Think that aches and pains vary based on the weather? You’re correct. Researchers from the University of Manchester (UK) have found “a link between weather conditions – specifically rain and lack of sunshine – and chronic pain. . . . results suggest a correlation between the number of sunny days and rainfall levels and changes in pain levels. . . . as the number of sunny days increased from February to April, the amount of time spent in severe pain decreased. However, the amount of time spent in severe pain increased again in June when the weather was wetter and there were fewer hours of sunshine.” Data analyzed were collected in a novel way: “Members of the public who have long-term pain record their daily pain symptoms on a special app. The app also independently captures hourly weather conditions using the smartphone GPS, thus joining pain data with real-time local weather events.” These findings are potential useful in a variety of contexts, including for explaining differences in responses to places and things when data are collected on different days.
“Link Between Weather and Chronic Pain Is Emerging Through and Innovative National Smartphone Research Project.” Press release, The University of Manchester, http://www.manchester.ac.uk/discover/news/link-between-weather-and-chronic-pain-is-emerging-through-an-innovative-national-smartphone-research-project/
Canonico’s research indicates that the performance-related benefits of telework decrease over time. After collected data from over 500 employees of a British organization, she determined that “The benefits of working from home disappear over time for both employees and organisations if it is a full-time arrangement. . . . While previous studies have demonstrated that home workers are more productive than office-based workers, . . . [this study] shows that on a long term basis, there are no differences between home and office workers. The reason, according to Dr. Esther Canonico from LSE’s Department of Management, is that employees no longer see home working as a discretionary benefit or a ‘privilege’ when it becomes the ‘norm’ in an organisation. Dr. Canonico says: ‘The study showed that some home working employees feel resentful that employers don’t pay their utility bills, or cover stationery costs, for example. Some managers, on the other hand, feel home workers take advantage of the situation. . . . .Some of the downsides of home working are an increased sense of professional isolation and a decrease in sharing knowledge with colleagues. It’s not for everyone but it is becoming entrenched into our working culture.’”

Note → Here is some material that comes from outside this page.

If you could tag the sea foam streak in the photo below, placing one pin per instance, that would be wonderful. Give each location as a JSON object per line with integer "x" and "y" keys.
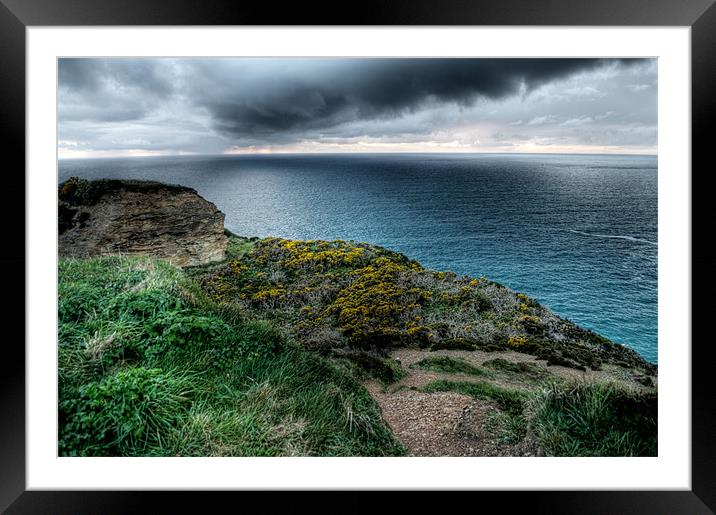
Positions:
{"x": 614, "y": 236}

“Home Working Loses Its Appeal Over Time for Both Companies and Staff.” 2016. Press release, The London School of Economics and Political Science, http://www.lse.ac.uk/newsAndMedia/news/archives/2016/09/Home-working.aspx.
Researchers probed human responses to triangles in different orientations. They have learned that “the same triangular stimuli were generally rated as less pleasant, less liked, and less familiar when they pointed downward than when they pointed upward.”
Xu Shen, Xiaoang Wan, Bingbing Mu, and Charles Spence. 2015. “Searching for Triangles: An Extension to Food and Packaging.” Food Quality and Preference, vol. 44, pp. 26-35.